The Weekly View (2/20/18)

What’s On Our Minds:

The markets have quickly recovered some of their losses, but that doesn’t mean we’re out of the woods yet.
As we said last week, the market has taken, on average, 220 days after a 10% correction to reach its previous highs. In this quick dip, we’re already up some 7.5% from the bottom and have only about 5% more to go to get back to record highs. Or, 150 points on the S&P and 1,400 on the Dow.

Phew, back to normal, right? Hopefully not. We hope that this dip and the emotions that it stirred will help to reverse two related trends in the financial markets.

First, the “stocks always go up” mentality in savers. While we have certainly had corrections since the Great Recession, there has been just one since 2011: the 12.4% correction in late 2015. Any associated woes were quickly forgotten in the wildly positive markets of 2016 and 2017. Therefore, there is a generation of savers who have been working since 2009-2011 that have never really seen their investment accounts decline.
It’s easy to call yourself a long-term investor when the market numbers are green. “Oh, me? I don’t worry about market volatility. I know if I leave my 401(k) alone, it’ll all work itself out, on average, over the next 15 years,” says the 29-year old as he sips on his latte. “Frankly, I don’t even check my account balance that often,” he lies, as he closes the internet browser he had open on his phone just moments before.

We hope at Tufton that the fictitious Millennial above is as good as his word, because a “market correction of 15%” is a lot easier to rationalize than seeing $13,000 disappear from your accounts in a week. The latter tends to have a lot more impact than we realize. OF course, strength is forged through trials, and this correction wasn’t so bad, so it might temper savers for the next one.
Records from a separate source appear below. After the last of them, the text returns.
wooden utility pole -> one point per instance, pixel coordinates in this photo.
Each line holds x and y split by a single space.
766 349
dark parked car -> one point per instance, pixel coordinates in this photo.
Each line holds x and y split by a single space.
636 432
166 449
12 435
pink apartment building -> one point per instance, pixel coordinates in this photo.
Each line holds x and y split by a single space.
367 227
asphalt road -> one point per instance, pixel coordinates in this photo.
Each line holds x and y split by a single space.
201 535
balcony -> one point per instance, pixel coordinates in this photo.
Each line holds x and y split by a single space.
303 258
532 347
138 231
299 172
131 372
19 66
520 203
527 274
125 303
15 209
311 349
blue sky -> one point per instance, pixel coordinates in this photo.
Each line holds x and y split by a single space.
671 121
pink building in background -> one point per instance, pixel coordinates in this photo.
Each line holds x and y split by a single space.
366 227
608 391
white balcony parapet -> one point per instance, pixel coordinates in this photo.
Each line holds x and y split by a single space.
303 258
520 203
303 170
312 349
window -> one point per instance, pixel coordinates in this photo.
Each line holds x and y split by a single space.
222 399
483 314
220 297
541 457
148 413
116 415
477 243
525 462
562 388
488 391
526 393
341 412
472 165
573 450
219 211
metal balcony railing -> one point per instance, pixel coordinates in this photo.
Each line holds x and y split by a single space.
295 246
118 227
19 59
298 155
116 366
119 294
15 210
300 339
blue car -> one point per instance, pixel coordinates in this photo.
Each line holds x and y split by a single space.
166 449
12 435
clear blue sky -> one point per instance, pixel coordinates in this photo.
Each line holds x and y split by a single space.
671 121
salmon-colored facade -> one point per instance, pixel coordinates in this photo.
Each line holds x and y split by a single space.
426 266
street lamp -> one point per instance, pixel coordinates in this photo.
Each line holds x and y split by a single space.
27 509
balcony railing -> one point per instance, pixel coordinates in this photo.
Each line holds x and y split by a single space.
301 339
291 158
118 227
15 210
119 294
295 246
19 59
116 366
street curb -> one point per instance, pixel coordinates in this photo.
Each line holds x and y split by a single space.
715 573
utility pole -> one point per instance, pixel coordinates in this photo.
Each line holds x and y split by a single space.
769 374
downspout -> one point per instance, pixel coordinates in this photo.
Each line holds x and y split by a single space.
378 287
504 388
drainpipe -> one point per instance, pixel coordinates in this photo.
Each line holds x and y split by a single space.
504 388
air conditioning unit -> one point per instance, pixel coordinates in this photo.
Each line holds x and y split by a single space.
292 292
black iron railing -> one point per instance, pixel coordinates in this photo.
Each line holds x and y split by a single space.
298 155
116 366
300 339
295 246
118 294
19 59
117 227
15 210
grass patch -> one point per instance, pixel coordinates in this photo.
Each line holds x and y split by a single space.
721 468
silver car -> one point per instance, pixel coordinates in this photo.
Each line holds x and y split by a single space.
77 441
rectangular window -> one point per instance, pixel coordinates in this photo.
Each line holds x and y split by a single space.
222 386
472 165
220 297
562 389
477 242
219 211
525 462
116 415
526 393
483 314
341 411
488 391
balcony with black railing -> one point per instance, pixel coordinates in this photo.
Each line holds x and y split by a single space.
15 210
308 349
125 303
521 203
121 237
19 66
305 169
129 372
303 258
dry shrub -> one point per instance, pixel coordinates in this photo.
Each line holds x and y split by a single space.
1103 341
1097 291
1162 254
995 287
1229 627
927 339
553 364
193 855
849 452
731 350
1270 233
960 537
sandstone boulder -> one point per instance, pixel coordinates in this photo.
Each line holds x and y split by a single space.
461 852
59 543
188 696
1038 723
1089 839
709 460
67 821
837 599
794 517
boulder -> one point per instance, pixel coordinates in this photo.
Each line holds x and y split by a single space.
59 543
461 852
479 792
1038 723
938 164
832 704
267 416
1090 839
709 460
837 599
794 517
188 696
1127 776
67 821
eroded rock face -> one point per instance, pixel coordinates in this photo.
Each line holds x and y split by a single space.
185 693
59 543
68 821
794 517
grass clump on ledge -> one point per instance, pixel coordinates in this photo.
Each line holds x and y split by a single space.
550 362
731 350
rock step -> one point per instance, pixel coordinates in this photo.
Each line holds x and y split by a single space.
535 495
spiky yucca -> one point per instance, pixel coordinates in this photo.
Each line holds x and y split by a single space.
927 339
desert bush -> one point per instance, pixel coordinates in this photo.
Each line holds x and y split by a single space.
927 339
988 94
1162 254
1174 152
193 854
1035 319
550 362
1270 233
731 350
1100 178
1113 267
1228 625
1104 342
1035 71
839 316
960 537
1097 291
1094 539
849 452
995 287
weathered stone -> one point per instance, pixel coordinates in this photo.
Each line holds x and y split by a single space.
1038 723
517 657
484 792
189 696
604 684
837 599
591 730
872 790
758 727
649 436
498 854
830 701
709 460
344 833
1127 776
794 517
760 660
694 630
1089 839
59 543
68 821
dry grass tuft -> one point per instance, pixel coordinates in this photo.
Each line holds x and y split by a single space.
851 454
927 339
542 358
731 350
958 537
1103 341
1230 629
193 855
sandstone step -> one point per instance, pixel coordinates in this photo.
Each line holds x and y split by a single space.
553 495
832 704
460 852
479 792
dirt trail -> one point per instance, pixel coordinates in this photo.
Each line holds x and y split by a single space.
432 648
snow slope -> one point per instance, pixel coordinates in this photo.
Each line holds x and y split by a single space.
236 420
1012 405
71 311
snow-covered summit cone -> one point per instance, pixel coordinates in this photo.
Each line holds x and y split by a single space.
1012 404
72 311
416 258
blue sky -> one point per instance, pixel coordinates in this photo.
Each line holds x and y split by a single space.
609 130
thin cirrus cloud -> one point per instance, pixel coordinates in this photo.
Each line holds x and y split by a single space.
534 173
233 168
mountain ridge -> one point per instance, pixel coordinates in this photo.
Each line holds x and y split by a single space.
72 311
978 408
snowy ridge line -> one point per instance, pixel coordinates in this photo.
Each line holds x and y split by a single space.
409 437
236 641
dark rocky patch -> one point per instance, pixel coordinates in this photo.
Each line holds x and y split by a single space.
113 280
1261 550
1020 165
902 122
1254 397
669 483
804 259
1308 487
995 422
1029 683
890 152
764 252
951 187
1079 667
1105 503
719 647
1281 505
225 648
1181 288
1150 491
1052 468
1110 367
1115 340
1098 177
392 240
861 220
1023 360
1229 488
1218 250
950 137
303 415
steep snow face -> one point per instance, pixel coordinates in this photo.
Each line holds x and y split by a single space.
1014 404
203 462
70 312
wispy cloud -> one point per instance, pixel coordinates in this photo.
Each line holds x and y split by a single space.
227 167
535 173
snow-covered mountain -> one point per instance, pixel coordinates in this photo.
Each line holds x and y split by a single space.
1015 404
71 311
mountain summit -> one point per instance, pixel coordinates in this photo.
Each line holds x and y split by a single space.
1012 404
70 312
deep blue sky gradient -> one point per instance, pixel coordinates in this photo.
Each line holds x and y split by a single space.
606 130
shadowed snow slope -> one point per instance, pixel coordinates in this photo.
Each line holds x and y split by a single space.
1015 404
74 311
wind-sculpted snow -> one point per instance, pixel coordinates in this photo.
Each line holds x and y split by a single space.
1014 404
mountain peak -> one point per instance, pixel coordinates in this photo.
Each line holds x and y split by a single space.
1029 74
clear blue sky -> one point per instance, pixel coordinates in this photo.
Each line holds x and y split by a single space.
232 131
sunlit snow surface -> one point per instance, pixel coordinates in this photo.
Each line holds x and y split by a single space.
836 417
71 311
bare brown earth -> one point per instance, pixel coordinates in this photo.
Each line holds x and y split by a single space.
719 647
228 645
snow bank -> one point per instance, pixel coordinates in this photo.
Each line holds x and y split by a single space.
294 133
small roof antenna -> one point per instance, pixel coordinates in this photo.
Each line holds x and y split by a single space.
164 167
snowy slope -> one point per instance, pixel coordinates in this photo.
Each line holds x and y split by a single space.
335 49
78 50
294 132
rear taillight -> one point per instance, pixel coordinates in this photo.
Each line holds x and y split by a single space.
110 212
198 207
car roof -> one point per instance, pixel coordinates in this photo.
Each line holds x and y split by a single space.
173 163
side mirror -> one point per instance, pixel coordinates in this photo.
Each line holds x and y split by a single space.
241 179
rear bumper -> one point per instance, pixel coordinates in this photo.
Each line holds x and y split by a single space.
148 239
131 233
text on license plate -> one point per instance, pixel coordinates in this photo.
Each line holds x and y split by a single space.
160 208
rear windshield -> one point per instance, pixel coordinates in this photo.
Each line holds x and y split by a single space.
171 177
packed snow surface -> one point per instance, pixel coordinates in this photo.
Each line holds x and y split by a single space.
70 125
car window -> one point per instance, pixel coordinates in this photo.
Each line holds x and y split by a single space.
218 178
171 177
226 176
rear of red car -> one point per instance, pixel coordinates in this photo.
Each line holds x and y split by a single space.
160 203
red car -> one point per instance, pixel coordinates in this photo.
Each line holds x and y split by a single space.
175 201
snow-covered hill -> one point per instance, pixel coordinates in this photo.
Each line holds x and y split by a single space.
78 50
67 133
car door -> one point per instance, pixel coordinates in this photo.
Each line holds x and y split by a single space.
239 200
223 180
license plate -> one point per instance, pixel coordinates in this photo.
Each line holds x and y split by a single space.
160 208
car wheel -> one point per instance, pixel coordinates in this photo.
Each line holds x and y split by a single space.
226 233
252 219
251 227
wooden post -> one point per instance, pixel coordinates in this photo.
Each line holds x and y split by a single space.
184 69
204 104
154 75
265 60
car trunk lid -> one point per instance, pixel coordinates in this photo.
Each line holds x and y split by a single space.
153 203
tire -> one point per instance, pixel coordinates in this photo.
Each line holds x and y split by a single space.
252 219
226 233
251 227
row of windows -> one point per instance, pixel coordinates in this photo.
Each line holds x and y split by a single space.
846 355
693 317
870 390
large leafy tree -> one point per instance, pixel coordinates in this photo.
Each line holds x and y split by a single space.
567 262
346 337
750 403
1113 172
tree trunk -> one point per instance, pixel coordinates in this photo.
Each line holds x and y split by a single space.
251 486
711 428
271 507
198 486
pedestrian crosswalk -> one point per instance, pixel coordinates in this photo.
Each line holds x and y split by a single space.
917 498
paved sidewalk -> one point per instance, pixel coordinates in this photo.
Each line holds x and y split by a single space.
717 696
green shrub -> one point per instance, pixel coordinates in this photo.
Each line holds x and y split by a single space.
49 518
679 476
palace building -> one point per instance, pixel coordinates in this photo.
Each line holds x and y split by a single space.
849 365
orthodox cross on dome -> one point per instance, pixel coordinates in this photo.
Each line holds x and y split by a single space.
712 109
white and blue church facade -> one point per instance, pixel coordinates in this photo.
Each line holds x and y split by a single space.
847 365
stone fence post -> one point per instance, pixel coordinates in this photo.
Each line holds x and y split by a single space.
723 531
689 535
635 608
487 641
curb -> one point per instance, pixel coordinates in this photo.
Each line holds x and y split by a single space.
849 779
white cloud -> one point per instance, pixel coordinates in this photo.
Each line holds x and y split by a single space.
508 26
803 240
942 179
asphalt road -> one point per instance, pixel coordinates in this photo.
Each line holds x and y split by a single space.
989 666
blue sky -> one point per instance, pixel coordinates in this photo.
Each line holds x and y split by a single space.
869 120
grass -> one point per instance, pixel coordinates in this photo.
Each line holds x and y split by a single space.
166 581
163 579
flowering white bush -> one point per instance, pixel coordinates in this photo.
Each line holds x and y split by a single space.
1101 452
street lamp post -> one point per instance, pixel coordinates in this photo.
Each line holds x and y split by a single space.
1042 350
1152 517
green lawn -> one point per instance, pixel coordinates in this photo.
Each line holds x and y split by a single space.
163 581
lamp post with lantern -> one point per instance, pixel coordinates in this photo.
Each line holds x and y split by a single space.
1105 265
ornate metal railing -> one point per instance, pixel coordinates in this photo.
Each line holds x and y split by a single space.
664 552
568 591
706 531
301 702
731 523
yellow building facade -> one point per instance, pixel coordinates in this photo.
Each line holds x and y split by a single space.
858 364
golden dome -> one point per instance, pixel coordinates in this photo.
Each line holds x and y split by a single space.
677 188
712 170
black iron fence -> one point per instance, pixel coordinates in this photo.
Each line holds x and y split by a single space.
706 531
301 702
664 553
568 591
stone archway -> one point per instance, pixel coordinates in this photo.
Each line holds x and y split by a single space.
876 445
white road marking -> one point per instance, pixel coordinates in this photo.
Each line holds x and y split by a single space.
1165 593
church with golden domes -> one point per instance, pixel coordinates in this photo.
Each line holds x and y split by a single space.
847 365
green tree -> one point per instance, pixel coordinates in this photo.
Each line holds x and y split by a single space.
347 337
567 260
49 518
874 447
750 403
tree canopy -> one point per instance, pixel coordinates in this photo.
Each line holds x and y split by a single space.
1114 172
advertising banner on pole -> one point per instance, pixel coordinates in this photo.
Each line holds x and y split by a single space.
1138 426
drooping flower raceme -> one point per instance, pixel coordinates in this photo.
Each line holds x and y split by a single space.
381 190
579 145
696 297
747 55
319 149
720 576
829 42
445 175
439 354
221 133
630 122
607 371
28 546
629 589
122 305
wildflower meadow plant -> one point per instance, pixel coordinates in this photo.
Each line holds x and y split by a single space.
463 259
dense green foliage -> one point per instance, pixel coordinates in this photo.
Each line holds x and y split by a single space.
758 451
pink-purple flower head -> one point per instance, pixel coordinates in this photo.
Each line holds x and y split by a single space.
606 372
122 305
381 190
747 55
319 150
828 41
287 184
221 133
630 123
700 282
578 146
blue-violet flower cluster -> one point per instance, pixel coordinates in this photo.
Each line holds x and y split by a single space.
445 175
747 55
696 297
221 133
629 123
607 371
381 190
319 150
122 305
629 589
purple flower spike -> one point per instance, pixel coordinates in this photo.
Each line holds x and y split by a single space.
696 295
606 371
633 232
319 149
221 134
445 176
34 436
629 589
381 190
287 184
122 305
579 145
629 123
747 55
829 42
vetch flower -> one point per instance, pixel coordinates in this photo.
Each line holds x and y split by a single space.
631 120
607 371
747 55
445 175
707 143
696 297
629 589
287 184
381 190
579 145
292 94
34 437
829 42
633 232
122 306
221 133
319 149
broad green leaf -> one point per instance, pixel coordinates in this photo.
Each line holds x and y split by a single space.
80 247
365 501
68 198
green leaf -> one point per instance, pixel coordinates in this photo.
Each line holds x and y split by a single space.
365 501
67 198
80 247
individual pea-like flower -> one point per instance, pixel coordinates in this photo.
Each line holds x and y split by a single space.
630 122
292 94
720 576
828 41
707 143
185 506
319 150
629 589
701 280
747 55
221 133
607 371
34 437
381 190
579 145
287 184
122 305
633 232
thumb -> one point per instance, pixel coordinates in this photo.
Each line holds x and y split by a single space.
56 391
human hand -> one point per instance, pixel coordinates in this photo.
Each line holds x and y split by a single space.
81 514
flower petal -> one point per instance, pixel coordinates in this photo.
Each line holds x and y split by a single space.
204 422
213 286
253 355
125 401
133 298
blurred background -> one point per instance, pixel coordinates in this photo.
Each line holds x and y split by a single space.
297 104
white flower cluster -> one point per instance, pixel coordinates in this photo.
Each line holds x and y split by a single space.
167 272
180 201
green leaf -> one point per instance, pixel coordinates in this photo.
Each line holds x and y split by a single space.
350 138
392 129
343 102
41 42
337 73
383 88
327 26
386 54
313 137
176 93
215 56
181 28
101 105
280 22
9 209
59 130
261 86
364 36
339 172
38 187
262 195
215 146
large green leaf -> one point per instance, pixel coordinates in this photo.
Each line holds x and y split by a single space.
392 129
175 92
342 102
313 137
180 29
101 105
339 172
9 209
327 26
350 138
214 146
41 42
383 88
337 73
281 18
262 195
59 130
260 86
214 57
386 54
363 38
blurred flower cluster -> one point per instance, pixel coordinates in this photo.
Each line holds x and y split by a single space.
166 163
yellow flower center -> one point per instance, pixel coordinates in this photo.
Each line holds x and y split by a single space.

Second, the over-reliance on (or undue faith in) index funds. More and more investors have heard that index funds, on average, outperform their actively managed counterparts. As more money moves into indexes, there are fewer analysts moving dollars to take advantage of mispricings in the market. That is, if a respected analyst comes out and says “Google is too hot! Sell Sell Sell!”, it won’t stay hot for long. But if everyone’s in index funds, it will stay too hot. Those mispricings can grow and cause market distortions.
What will that means for the market? No one knows yet. But a few corrections will help to remind people that we need to have active traders for the markets to function.